Litigation involving deceptive or misleading labels or statements also involves the source of the cocoa beans. In the past twenty years, litigation has increased against chocolate producers for alleged failures to disclose that the cocoa beans used in their products were farmed by child or slave labor. Many of the cases cite product labeling in support of their claims, such as “Supporting farmers for better chocolate,” Falcone v. Nestle U.S., No. 19-CV-00723-L-DEB (S.D. Cal. July 13, 2023), and “Made with Ethically Sourced Cocoa” Myers v Starbucks Corporation, 536 F. Supp. 3d 657 (C.D. Cal. 2021) or protocols stating that the company “has zero tolerance for the worst forms of child labor in its supply chain.” See Dana v. Hershey Co., 180 F. Supp. 3d 652 (N.D. Cal. 2016). For information about partnerships to help combat child labor practices, please see the website of the Bureau of International Labor Affairs, the Child Labor Cocoa Coordinating Group, and the International Cocoa Initiative.

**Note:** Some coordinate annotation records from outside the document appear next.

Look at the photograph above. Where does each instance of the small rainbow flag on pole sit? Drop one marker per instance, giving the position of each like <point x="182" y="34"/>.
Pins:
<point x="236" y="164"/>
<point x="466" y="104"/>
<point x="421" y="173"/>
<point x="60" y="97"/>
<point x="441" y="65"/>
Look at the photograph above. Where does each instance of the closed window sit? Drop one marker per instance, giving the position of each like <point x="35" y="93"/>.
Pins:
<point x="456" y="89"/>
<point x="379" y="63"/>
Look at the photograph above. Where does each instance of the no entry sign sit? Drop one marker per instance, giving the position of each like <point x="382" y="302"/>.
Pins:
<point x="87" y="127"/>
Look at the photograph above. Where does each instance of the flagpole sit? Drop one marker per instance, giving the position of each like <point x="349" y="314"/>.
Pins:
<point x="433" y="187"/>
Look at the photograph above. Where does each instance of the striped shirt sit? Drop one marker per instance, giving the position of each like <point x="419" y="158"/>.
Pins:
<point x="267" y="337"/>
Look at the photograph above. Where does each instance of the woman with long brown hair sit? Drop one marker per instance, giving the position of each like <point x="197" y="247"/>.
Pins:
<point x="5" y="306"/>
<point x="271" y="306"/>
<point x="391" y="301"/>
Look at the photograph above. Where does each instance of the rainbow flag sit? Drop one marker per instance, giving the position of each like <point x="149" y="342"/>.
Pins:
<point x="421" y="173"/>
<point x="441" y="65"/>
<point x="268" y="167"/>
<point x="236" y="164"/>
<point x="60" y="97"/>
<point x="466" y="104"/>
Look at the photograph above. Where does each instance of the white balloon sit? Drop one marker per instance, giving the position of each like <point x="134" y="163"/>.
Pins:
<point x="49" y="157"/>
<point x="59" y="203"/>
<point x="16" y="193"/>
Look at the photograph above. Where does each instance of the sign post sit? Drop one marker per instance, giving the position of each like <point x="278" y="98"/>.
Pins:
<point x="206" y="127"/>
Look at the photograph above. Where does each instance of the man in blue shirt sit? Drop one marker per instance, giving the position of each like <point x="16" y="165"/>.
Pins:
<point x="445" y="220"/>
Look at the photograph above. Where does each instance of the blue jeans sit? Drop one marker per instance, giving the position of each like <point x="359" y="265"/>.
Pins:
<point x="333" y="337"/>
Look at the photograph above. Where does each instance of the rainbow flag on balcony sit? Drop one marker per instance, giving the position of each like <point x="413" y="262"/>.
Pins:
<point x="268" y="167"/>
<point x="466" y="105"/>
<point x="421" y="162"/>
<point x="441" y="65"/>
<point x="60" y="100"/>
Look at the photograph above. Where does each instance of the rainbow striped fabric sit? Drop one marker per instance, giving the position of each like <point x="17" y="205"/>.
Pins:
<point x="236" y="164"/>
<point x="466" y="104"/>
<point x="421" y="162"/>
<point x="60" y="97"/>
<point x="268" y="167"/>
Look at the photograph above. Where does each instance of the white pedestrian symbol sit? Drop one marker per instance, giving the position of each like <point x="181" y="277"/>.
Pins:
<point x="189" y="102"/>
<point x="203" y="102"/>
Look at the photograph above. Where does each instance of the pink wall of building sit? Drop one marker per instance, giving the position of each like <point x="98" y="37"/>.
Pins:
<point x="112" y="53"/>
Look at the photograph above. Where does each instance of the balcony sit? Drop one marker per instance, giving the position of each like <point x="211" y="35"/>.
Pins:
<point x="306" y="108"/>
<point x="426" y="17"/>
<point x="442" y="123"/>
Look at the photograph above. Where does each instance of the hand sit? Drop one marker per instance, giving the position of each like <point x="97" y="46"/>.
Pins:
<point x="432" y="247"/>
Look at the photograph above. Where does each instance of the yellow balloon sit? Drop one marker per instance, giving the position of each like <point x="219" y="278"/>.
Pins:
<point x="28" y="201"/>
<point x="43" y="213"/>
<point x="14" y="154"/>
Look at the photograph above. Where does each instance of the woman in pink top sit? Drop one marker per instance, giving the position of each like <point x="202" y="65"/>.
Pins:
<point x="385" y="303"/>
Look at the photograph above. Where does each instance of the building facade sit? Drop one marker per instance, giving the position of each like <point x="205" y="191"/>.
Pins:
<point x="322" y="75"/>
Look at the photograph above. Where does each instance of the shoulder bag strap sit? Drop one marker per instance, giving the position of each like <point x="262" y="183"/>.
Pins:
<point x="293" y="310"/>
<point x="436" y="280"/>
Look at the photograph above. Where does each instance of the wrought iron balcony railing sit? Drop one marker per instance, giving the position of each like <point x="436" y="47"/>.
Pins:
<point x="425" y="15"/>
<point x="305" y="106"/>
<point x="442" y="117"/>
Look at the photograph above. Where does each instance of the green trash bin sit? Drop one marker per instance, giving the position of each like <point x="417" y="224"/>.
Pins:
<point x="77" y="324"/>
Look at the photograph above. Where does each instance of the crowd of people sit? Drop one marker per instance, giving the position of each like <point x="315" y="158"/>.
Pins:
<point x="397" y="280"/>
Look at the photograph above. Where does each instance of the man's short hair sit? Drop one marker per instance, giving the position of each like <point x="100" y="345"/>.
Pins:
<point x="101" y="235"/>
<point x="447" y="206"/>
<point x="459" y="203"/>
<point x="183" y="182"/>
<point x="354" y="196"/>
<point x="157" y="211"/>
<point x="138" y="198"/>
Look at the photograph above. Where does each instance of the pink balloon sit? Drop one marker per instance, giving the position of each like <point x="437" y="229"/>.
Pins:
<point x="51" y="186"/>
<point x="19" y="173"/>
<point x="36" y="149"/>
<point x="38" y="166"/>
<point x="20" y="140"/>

Next in our legal journey are cases brought to defend the reputation of the manufacturer and protect innocent consumers from presumably inferior brands. In Van Houten v. Hooton Cocoa & Chocolate Co., 130 F. 600 (N.J. Cir. 1904), complainant Van Houten, the manufacturer of a fine grade of cocoa, sued Hooten Cocoa, alleging a similarity between the two names that could lead to confusion. The court agreed and ordered defendants to refrain from using the word “Hooton” to designate their cocoa unless they clearly indicate that the cocoa was not that manufactured by complainant Van Houten. In Walter Baker & Co. v. Baker, 77 F. 181 (C.C, W.D.Va 1896), complainant Walter Baker & Co. filed an action against respondent W.H. Baker to enjoin respondent from using the name “Baker” in connection with chocolate goods made and sold by respondent. To prevent confusion and to protect complainant from the unfair competition, the court ordered respondent to refrain from using certain words and to ensure that the use of the name “Baker” on his products clearly distinguished it from products sold by complainant.

Image by Steve Buissinne from Pixabay.

We hope that you’ve enjoyed our brief roundup of cocoa-related regulations and lawsuits. Now, it’s time for us to truly celebrate National Cocoa Day and savor some of wonderful chocolatey treats. We hope you do too. Enjoy!